In deze zaak heeft het Gerechtshof Amsterdam op 10 september 2019 uitspraak gedaan in een hoger beroep betreffende de schorsing van de werking van een eerdere beschikking van de rechtbank Amsterdam. De man, verzoeker in deze procedure, heeft hoger beroep ingesteld tegen de beschikking van de rechtbank die de vrouw vervangende toestemming verleende om met hun kinderen naar Spanje te verhuizen. De man verzocht om schorsing van deze beschikking, omdat hij van mening was dat de verhuizing schadelijk zou zijn voor de kinderen en dat hun belangen niet voldoende waren gewogen. De vrouw, verweerster, heeft verweer gevoerd en betoogd dat de verhuizing in het belang van de kinderen is, omdat zij zich in Spanje kunnen aanpassen aan een nieuwe omgeving en school. Het hof heeft de argumenten van beide partijen zorgvuldig afgewogen. Het hof oordeelde dat de belangen van de kinderen zwaarder wegen dan die van de vrouw. De kinderen dreigen in een loyaliteitsconflict te raken door de strijd tussen de ouders. Het hof heeft vastgesteld dat de huidige situatie schadelijk is voor de kinderen en dat het in hun belang is om in hun vertrouwde omgeving te blijven. Daarom heeft het hof de werking van de beschikking van de rechtbank geschorst, zodat de kinderen in Nederland kunnen blijven totdat er een definitieve uitspraak in de hoofdzaak is gedaan.

Uitspraak

GERECHTSHOF AMSTERDAM

Afdeling civiel recht en belastingrecht
Team III (familie- en jeugdrecht)
zaaknummer: 200.261.608/02
zaaknummer rechtbank: C/13/662451 /FA RK 19/1169
beschikking van de meervoudige kamer van 10 september 2019
in het incidentele verzoek tot schorsing van de uitvoerbaarheid bij voorraad
van
[de man] ,
wonende te [woonplaats 1] ,
verzoeker,
verder te noemen: de man,
advocaat: mr. R. Korver te Amsterdam.
en
[de vrouw],
in de basisadministratie persoonsgegevens ingeschreven te [plaats 1] , thans wonende te [woonplaats 2] , [land] ,
verweerster,
verder te noemen: de vrouw,
advocaat: mr. M. Nurdogan-Ferwerda te Amsterdam.
In zijn adviserende taak is in de procedure gekend:
Raad voor de Kinderbescherming Amsterdam
hierna te noemen: de raad.

1.Het verloop van het geding in eerste aanleg

Het hof verwijst voor het verloop van het geding in eerste aanleg naar de beschikking van de rechtbank Amsterdam van 17 april 2019 uitgesproken onder voormeld zaaknummer.
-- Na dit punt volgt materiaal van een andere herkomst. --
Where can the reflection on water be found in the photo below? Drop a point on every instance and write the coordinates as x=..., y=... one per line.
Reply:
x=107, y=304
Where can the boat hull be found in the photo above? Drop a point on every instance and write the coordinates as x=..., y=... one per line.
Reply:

2.Het geding in hoger beroep

2.1.
De man heeft op 27 juni 2019 hoger beroep ingesteld tegen de beschikking van de rechtbank Amsterdam ( [nummer] ). Daarbij heeft hij verder verzocht om schorsing van de werking van de bestreden beschikking (200.261.608/02).
2.2.
De vrouw heeft op 19 juli 2019 een verweerschrift ingediend tegen het verzoek van de man in hoger beroep alsmede het verzoek tot schorsing.
2.3.
Bij het hof zijn voorts de volgende stukken ingekomen:
- een journaalbericht van de zijde van man van 23 augustus 2019 met producties 17 tot en met 19, ingekomen op 23 augustus 2019;
- een journaalbericht van 2 september 2019 van de zijde van de vrouw met bijlagen 3 tot en met 9, ingekomen op 3 september 2019;
- een journaalbericht van de zijde van de man van 4 september 2019 met producties 20 tot en met 22, ingekomen op 5 september 2019;
- een journaalbericht van 4 september 2019 van de zijde van de vrouw met producties 10 en 11, ingekomen op 5 september 2019;
- een journaalbericht van 5 september 2019 van de zijde van de vrouw met een bijlage, ingekomen op 5 september 2019.
2.4.
De mondelinge behandeling heeft op 5 september 2019 plaatsgevonden. Verschenen zijn:
- de man, bijgestaan door zijn advocaat;
- de vrouw, bijgestaan door haar advocaat en mevrouw I. Huigens, tolk Engels;
- de raad, vertegenwoordigd door mevrouw [X] .
Partijen hebben ter zitting pleitnotities overgelegd.

3.De feiten

Partijen hebben een affectieve relatie met elkaar gehad en zij hebben van 2008 tot 2016 samengewoond. Tijdens deze relatie zijn geboren:
- [minderjarige 1] , geboren op [geboortedatum] 2011 te [plaats 2] (hierna: [kind A] );
- [minderjarige 2] , geboren op [geboortedatum] 2014 te [plaats 1] (hierna: [kind B] ).
Partijen oefenen gezamenlijk het gezag uit. Partijen zijn na beëindiging van hun relatie een zorgregeling overeengekomen, waarbij de kinderen de ene week twee dagen bij de man, twee dagen bij de vrouw en drie dagen bij de man zijn en de volgende week twee dagen bij de vrouw, twee dagen bij de man en drie dagen bij de vrouw zijn.

4.Het verzoek

4.1.
Bij de bestreden beschikking is op verzoek van de vrouw, de vrouw vervangende toestemming verleend om met [kind A] en [kind B] te verhuizen naar Spanje . Daarnaast is een zorg- en vakantieregeling vastgesteld tussen de man en de kinderen. De bestreden beschikking is uitvoerbaar bij voorraad verklaard.
4.2.
De man verzoekt voor de duur van het geding in hoger beroep de werking van de bestreden beschikking te schorsen voor wat betreft de verleende vervangende toestemming aan de vrouw om met de kinderen naar Spanje te verhuizen alsmede voor wat betreft de vastgestelde zorg- en vakantieregeling.
4.3.
De vrouw heeft daartegen verweer gevoerd.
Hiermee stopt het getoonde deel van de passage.